I'm feeling like such a horrible mum atm. I know that i'm not and I know that I am doing the best with what I have. BUt seriously... all I do at the moment is snap at my child. The constant mum, mummy, mum mum mum mum, the constant arguing and bickering between my children, the constant attitude. I am so far over it it's not funny. I could quite easily today walk out that door and not come back (Until they are past this horrible stage anyway). Im conscious of what I am doing and when I feel myself getting to that point, I try to walk away, but it's constant. They follow me and just keep going. I Have been trying really hard to be the nice mum that I usually am but i'm finding it rally hard.
I feel like it's affecting so many other parts of my life... including with my husband.

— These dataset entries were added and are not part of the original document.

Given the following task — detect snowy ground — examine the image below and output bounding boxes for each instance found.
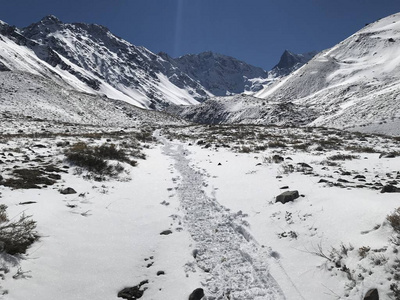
[0,126,400,300]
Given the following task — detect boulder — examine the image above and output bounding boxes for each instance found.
[272,154,285,164]
[379,152,396,158]
[189,288,204,300]
[60,187,76,195]
[275,191,299,204]
[381,184,400,193]
[364,289,379,300]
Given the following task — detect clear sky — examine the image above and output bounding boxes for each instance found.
[0,0,400,70]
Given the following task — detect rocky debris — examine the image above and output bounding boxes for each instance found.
[364,289,379,300]
[60,187,76,195]
[117,280,149,300]
[160,229,172,235]
[297,162,313,172]
[275,191,300,204]
[379,153,396,158]
[272,154,285,164]
[381,184,400,193]
[189,288,204,300]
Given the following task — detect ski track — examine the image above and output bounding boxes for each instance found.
[159,137,286,300]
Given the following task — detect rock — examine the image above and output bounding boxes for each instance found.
[381,184,400,193]
[160,229,172,235]
[189,288,204,300]
[297,163,313,172]
[272,154,285,164]
[60,187,76,195]
[364,289,379,300]
[275,191,299,204]
[379,153,396,158]
[117,280,149,300]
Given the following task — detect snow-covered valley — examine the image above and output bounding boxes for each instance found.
[0,124,400,300]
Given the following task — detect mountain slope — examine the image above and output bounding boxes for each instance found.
[270,50,318,77]
[256,14,400,134]
[166,94,315,126]
[21,16,208,108]
[160,51,268,96]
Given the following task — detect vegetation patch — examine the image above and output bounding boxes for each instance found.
[0,168,60,189]
[65,142,137,176]
[0,204,39,255]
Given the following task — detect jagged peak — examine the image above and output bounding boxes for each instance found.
[40,15,62,24]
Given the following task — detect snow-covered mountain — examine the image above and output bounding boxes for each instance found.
[0,16,209,109]
[166,94,315,126]
[255,14,400,135]
[171,14,400,135]
[160,51,269,96]
[269,50,318,77]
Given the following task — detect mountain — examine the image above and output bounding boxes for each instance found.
[0,18,182,126]
[21,16,212,108]
[166,94,316,126]
[270,50,318,77]
[170,14,400,135]
[255,14,400,135]
[160,51,268,96]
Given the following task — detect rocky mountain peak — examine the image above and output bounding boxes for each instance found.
[271,50,317,76]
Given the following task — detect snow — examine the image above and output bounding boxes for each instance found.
[0,126,400,300]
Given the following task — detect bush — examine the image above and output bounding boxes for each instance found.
[327,154,360,160]
[386,207,400,233]
[65,142,137,176]
[0,204,39,255]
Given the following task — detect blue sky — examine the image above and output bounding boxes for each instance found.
[0,0,400,70]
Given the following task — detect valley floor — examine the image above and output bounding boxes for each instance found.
[0,123,400,300]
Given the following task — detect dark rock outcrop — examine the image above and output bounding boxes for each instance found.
[189,288,204,300]
[275,191,300,204]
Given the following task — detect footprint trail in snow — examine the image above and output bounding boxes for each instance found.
[159,137,286,300]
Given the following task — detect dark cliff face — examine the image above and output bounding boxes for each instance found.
[160,51,268,96]
[21,16,208,108]
[271,50,317,76]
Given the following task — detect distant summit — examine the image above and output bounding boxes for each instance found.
[271,50,318,76]
[159,51,268,96]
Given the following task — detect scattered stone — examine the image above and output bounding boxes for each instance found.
[117,280,149,300]
[33,144,47,148]
[381,184,400,193]
[60,187,76,195]
[297,163,313,171]
[275,191,299,204]
[160,229,172,235]
[189,288,204,300]
[353,175,366,179]
[272,154,285,164]
[364,289,379,300]
[379,153,396,158]
[18,201,36,205]
[338,178,350,183]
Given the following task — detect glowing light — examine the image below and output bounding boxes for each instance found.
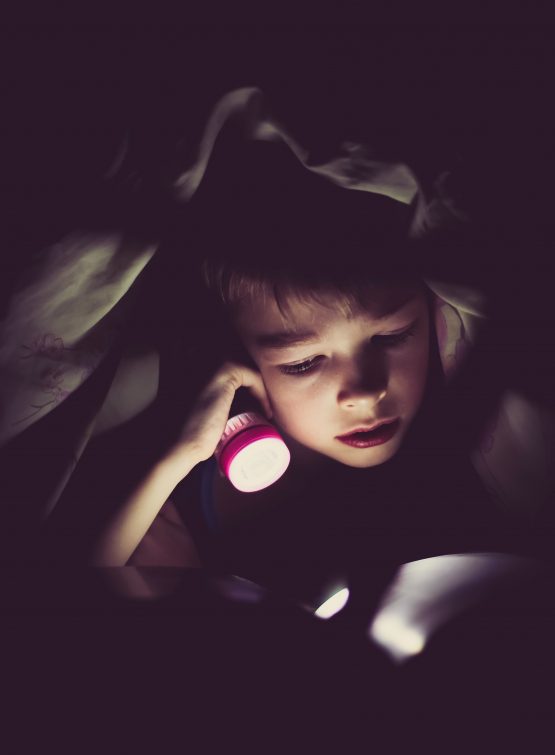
[314,587,349,619]
[369,612,426,662]
[227,438,291,493]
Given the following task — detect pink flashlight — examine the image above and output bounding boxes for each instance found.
[214,412,291,493]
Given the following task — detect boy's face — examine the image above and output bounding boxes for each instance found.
[235,284,429,467]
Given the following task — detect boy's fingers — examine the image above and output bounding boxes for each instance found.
[217,364,272,418]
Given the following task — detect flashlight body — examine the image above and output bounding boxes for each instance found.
[214,412,291,493]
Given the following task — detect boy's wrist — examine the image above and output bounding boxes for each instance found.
[156,446,200,485]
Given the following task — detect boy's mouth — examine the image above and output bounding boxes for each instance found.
[336,417,400,448]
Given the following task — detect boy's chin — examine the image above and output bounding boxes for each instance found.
[328,439,400,469]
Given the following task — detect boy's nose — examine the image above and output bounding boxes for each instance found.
[337,363,388,409]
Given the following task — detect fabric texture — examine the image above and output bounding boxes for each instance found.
[0,87,554,540]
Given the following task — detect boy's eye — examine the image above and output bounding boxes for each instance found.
[279,357,323,375]
[372,325,415,348]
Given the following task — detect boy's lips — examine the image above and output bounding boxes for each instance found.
[336,417,400,448]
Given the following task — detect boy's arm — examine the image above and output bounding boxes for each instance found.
[92,363,271,566]
[92,448,198,566]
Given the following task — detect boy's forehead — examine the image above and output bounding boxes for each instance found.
[236,282,421,335]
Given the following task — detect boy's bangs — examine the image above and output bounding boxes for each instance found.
[203,261,385,318]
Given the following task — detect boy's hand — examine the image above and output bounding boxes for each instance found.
[163,362,272,470]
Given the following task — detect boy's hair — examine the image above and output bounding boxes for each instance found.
[202,258,420,317]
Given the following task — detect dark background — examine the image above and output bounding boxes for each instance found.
[0,24,555,738]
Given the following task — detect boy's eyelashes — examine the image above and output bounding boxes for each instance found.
[278,324,416,375]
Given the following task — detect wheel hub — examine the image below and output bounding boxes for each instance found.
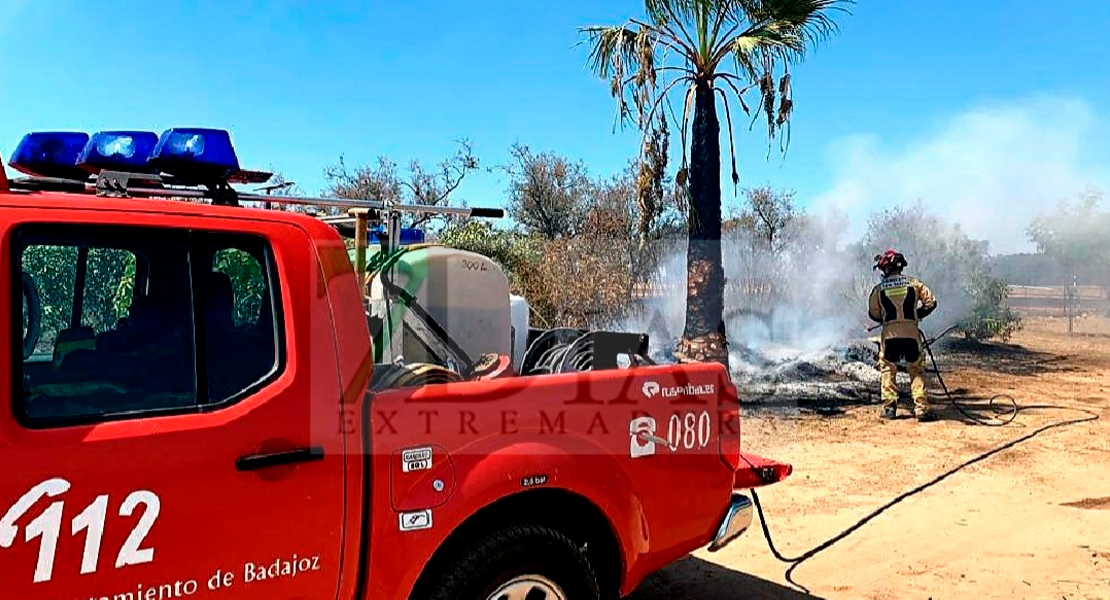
[486,574,566,600]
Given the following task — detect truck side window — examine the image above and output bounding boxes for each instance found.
[12,225,196,426]
[203,235,281,403]
[12,225,283,427]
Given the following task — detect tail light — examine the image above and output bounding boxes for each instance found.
[733,452,794,489]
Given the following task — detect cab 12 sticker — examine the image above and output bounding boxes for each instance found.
[0,478,162,583]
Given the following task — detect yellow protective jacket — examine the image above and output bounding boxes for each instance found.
[867,275,937,339]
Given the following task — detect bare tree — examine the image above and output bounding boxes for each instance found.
[324,140,480,226]
[501,143,591,240]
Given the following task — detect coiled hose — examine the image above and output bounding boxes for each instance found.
[371,363,463,389]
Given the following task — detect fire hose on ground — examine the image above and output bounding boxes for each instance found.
[749,319,1100,594]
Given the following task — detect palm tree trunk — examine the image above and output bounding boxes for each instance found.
[676,82,728,366]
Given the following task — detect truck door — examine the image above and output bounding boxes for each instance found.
[0,211,344,600]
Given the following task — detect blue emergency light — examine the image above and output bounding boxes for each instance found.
[366,227,424,246]
[77,131,158,173]
[149,128,239,183]
[9,128,245,184]
[8,131,89,181]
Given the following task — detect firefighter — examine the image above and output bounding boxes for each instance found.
[867,250,937,421]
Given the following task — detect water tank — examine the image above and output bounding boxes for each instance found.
[508,294,531,373]
[370,245,512,363]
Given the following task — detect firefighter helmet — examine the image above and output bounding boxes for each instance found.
[871,248,908,275]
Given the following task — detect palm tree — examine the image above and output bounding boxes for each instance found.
[581,0,854,365]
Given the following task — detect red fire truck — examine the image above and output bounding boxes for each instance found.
[0,129,791,600]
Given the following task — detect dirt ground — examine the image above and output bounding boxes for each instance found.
[633,318,1110,600]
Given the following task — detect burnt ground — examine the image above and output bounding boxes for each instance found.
[633,318,1110,600]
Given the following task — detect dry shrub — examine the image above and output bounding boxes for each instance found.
[528,237,632,327]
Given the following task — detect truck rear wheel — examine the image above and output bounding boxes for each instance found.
[426,526,599,600]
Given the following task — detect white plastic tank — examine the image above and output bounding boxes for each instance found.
[370,245,512,363]
[508,294,532,373]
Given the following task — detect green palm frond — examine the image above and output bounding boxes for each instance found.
[581,0,855,188]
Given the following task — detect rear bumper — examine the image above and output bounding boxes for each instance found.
[709,492,755,552]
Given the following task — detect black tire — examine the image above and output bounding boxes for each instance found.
[418,526,601,600]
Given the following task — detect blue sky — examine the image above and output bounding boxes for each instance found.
[0,0,1110,250]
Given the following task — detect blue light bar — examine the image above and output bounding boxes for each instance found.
[8,131,89,181]
[367,227,424,246]
[77,131,158,173]
[149,128,239,183]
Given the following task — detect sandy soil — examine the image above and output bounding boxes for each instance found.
[633,318,1110,600]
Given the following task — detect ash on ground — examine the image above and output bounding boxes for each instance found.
[729,339,879,406]
[652,339,927,411]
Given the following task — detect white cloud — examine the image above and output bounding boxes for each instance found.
[813,96,1110,253]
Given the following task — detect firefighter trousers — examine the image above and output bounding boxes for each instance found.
[879,337,929,415]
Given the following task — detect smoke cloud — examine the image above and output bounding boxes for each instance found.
[809,96,1110,254]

I just need a break.. not just over night, but an extended break. I don't have any family nearby and my most of my friends are childless so aren't keen on having my kids for a couple of days. Hopefully they will go to mums for a wk in july but atm it feels like so far away.

I had a cry in the car on the way home from the shops because i'm so exhausted and I can't keep listening to them. I cried because I feel bad for snapping at them as much as I have been. And most of all, I feel bad for not wanting to be around them atm.
It makes me sad to think I feel this way about my kids. I'm struggling and I know it will get better but right now, I hate it.